On using the system it was buggy as per other posts
Logins changed from automatic throughput to password required
From user account to root
Files are downloading either to user account /home/download or root
init 3 function or command is accessible more readily as user than as root
it makes sense in an odd way, the main issue at the time then is to stop the changing of account logins from blowing through my password or logging me in as root or user. Could this have to do with the boot option I select? I have bounced between two but the initial chosen one is the one I’m using now, the Desktop option and it has been as user account or root at its own discretion!
What’s really going on (I mean as much as I would like to resolve these other issues the account variances are going to provide a huge annoyance for obvious reasons; let alone that I can’t seem to cd into the /home/root/Download folder in the same manner as I can the /home/user/Download folder?

I guess that’s what reptiles have to do with puzzled penguins, perhaps I should learn Python!

Please, why have you installed both kernel-desktop and kernel-default. When you build the graphic driver it will ONLY work against one of those kernels and the other will be broken for proprietary graphics. Is that what you want? HOW did those multiple kernels get installed? That is NOT what nominally happens.

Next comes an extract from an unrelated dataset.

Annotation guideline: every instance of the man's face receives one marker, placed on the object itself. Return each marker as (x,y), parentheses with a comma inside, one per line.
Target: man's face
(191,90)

Logged on as root to your desktop? Thats a VERY BAD idea. Its a classic newbie mistake. You can completely mess up your permissions badly that way, so much that I seriously doubt I know enough to solve such problems resulting. Do NOT login as root to your desktop.

If you feel this is necessary, I’ll leave this thread, as I noted I do not have the expertise to help users who mess up their system permissions by loging in to their desktop as root.

No. That assumption is inaccurate. noarch packages can be necessary. All it means is the same packaged rpm can be used for both 32-bit and 64-bit architecture (ie noarch) and their is no need to package separate rpms for both.

alright I figured out the root/user account thing so pardon my idiocy. Apparently it logs into the user account either boot option chosen, but starting run level 3 and logging in as root, then using startx places me in the GUI environment for root. I don’t know why I didn’t put two and two together on that one! :’(

It is weird though that I can’t shutdown in root? It allows for suspend to disk, ram, switch, lock, and logout but logging out brings me to a screen prompting for the root password and places me back in root as does switching users, which doesn’t make sense.

haha, jokes on me.

ftdstrange wrote:
> for the love of god use the Bold format lol!

for the love of all that is good, you use what you like and i’ll use
what i like…

i normally neither post nor read using http so such things as bold,
italics, underline, text color and other means to highlight
“important” to note and/or not miss words is left to my active

if YOU don’t like my methods, sorry…but, i won’t be switching to
http just to use [BOLD]bold[/BOLD] format… :slight_smile:

DenverD (Linux Counter 282315)
posted via NNTP w/TBird | KDE 3.5.7 | openSUSE 10.3 SMP i686
AMD Athlon 1 GB RAM | GeForce FX 5500 | ASRock K8Upgrade-760GX |
CMedia 9761 AC’97 Audio

so if you don’t use a browser to post then how do you? ssh?

@oldcpu okay thankyou for that, I suppose I knew that but the logic was that there is a noarch kernel and having not used it specifically noarch configured kernel packages might conflict, but as it is inaccurate this is also irrelevant.

however, You seem to have been addressing my issue regarding the Nvidia driver. Thankyou. I just realized that every instance of driver I have downloaded is not even for my graphics card, yet I was able to install the Nvidia control applications.

They do suggest I install the x driver and run nvidia-xconfig but this command is seen as a typo in konsole. What have I done wrong as Nvidia doesn’t elaborate much.

I noticed another wierd thing, both the box and the boot information see my card as a 512 mb GPU, but according to the websites by galaxy and nvidia its a 256mb 64bit gpu.